But don’t obsess over the distribution.
Yes, I said it. Normal data are nearly never normal.
In Six Sigma classes we study outliers, shift, drift and special cause events. But what we don’t always consider is that these “unexpected” data points may be part of the process and not as rare as we think.
First, let’s look at a set of screw torque data. The chart in FIGURE 1 is for a set of screw torques taken sequentially from a “smart” driver. We can see the data are normal (p=0.895), and the histogram and time series plot back that up.

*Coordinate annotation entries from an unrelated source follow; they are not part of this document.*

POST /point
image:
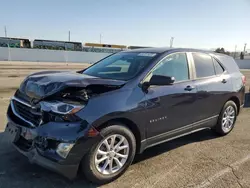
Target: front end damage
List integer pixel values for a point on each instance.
(43, 120)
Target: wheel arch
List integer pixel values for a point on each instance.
(236, 100)
(129, 124)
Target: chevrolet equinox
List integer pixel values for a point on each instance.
(96, 120)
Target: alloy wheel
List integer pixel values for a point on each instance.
(228, 119)
(111, 154)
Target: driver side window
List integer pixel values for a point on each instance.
(174, 65)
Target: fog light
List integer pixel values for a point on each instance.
(63, 149)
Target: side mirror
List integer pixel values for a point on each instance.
(158, 80)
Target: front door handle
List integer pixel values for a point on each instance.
(189, 88)
(224, 81)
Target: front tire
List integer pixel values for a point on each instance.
(109, 159)
(227, 118)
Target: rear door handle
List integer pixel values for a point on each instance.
(224, 81)
(189, 88)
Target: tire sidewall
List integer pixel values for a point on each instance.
(219, 124)
(89, 168)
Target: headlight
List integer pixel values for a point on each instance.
(63, 149)
(60, 107)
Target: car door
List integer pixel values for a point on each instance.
(213, 85)
(173, 106)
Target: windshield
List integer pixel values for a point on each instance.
(120, 66)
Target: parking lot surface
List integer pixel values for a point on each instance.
(198, 160)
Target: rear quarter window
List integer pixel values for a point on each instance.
(229, 63)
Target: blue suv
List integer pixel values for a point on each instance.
(97, 119)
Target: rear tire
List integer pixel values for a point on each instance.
(227, 118)
(116, 152)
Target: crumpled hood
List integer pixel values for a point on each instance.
(43, 84)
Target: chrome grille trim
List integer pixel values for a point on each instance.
(15, 112)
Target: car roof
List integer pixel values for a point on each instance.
(167, 49)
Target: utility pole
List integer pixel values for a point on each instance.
(5, 31)
(100, 38)
(235, 51)
(171, 42)
(245, 45)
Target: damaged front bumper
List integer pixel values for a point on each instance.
(40, 144)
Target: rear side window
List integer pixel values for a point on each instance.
(203, 65)
(175, 65)
(218, 68)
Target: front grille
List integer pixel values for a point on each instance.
(24, 144)
(33, 116)
(20, 95)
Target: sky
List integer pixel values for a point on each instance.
(205, 24)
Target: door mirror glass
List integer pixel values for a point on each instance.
(160, 80)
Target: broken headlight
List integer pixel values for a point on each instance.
(60, 111)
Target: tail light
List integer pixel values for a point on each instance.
(244, 80)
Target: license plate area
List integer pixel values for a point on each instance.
(12, 132)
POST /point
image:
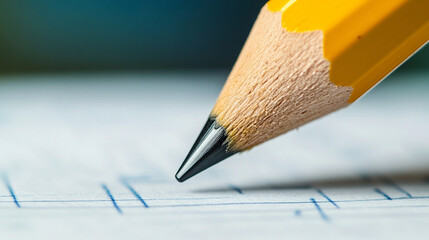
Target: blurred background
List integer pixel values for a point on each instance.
(129, 35)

Now let’s look at another set of data, this time for solder paste print height (FIGURE 2). With a p-value of 0.096, these data can also be considered normal using our usual definition of p>0.05.
However, when we look at the time series plot, we can see the data appears to be rising and falling. Before calculating capability or declaring my process ready to go, I may want to dig a little deeper and explore this pattern.
Minitab has a smoothing function that, with a little playing with the parameters, can reveal patterns. Also, doing a moving average can help to bring out patterns as well.
FIGURE 3 shows the actual solder print data compared to smoothed data and the moving average. Maybe there’s a pattern here, maybe not. At least you can now walk the process, talk to the operators, and observe how the process works. This can help you find if the pattern is real, and if so, where it is coming from.
Finally, let’s look at one more set of solder paste data that illustrates another way data that should be normal actually is not normal. But this time, even though we knew that solder paste print height data should be normal, we ran the time series chart along with the capability study.
FIGURE 4 shows these charts. Obviously something going on here in the process is creating a dual distribution. Time to head back to the shop floor and investigate.
Don’t assume normality, even if past data have proven to be normal. Stuff happens, things change. While some outliers may be rare and not worth investigating, sometimes they are speaking to us. Massage the data and change how you view it. Use your statistical and graphing tools to pull out potential patterns. Then go to the gemba. Interview operators, explore maintenance logs, study the process inputs, outputs, noise factors and hidden factories. Find out if those odd non-normal data points are telling a story worth hearing. Dig deep and learn.
And remember: Normal data are nearly never normal.